Alder branches brushing against her, last time on what had nearly become a path, the growth beaten down by their passings. A place never meant to be their home, a place intended from the very first to be their end. And she had gone along with that, even though she knew. Had Gary known?
When she stood over him again, he was silent, no longer moving. No more of whatever that sound had been. Something she didn’t want to hear. But now it was peaceful. He was quiet, resting facedown.
Irene set the stool at the other end of the cabin, a few feet from the side wall. Reached up and pushed the rope over a joist. The aluminum sheeting tight, but she could force it through, pulled enough to make a noose. Not sure how to tie the knot. Hadn’t looked at what her mother tied. In movies, it was a big knot with many wrappings, so she wrapped and tied half-hitches, like Gary had shown her for the boat. It didn’t look right, but it would have to do.
Irene hammered a nail on either side of the joist, forward of the rope, so it wouldn’t slide, stacked cutoffs of two-by-eights on top of the stool so she could stand higher and have farther to drop. She stood on that pile, very precarious, and put the noose around her neck and cinched it tight, then realized the rope had to be loose for the snap. So she stepped down carefully, measured while she stood on the lowest step, and pulled the rope tight. Rough on her neck, damp. She needed to tie the free end somewhere secure.
Irene looked all around and couldn’t find anything. No anchor point or post strong enough. But then she looked at Gary and thought of something beautiful. She tied the end around his upper body. Had to lift his head and one shoulder and then the other. She could smell him, his bowels voided when he died. Smell of blood, too. All of this increasing the pressure in her head somehow. That had promised to leave but hadn’t. A splitting pain, and it made her work more urgent. She cinched the rope tight around him, tied it off. The arrows would keep it from slipping.
And then she had to step outside again. The smells too much, the pain in her head. She didn’t know if she could go through with this. It was too much, really. Leading herself to slaughter like an animal. She didn’t know how her mother had done it. And so much less trapped. Hadn’t committed murder. For Irene, there was no choice, but for her mother, there had still been a choice. How had she done that?
Irene walked into the trees. Close cover a comfort now, hidden. Walked aimlessly among the trunks, followed patches of moss poking out through snow, the snow thin and light, in some places no more than a dusting, blocked by branches above. She lay down in a large patch of moss, curled on her side. Up close, like a tiny forest, each finger of moss as large and grand as any spruce and more perfectly formed. Not bent or misshapen, but symmetrical, with layers of branches exactly like a tree, and a defiance of gravity at this smaller scale, the ends of the branches unbowed. Hundreds of miniature trees reaching upward. She reached out and touched one of them, pushed it to the side and it sprang back. She snapped it off at its base, snapped off its neighbors, felled a forest.
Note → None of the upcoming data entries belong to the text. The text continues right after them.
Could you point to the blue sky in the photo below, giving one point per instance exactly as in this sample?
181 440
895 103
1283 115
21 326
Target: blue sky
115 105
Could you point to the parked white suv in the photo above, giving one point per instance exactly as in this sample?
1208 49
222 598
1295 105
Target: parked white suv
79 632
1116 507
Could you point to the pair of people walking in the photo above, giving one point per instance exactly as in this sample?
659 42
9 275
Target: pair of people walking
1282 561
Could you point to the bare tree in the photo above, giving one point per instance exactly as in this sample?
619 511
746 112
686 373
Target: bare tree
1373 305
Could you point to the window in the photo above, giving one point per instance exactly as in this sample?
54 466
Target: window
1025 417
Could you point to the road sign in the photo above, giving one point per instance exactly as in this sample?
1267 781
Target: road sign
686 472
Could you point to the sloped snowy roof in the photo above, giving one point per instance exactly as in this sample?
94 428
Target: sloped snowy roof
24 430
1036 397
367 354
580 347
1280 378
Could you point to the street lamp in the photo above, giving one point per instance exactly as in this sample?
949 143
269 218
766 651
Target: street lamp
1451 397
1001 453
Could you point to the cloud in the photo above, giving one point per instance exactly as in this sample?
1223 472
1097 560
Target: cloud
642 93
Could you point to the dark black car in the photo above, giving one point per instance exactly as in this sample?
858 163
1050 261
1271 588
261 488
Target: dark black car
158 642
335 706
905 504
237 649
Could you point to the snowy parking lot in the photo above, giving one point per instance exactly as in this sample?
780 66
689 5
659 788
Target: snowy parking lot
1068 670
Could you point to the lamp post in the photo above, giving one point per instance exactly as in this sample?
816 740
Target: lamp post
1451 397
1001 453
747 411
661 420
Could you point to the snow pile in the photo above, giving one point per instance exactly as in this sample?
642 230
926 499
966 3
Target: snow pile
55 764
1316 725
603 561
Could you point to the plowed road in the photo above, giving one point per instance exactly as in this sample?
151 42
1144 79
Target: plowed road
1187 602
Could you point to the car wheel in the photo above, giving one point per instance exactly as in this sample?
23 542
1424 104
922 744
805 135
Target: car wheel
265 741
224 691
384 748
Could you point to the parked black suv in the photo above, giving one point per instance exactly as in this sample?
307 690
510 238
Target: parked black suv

Rose again and walked farther into the trees but didn’t know where she was going or what she was doing. Circled back toward the cabin, and when she broke from the trees, stopped and looked at the tents and the cabin, the stove set up between. Their camp. Her husband dead. A murderer. That’s how she would be known forever. Daughter, preschool teacher, wife, mother, murderer, suicide. The earlier ones would be forgotten. Only the last two remembered. She walked to the cabin door, stepped inside, and held her breath. Walked over to the stool and noose, placed her neck in the noose and pulled down with her chin, pointed a toe at the floor, checking to see whether she’d hit. There had to be air underneath still. It was no good if she hit.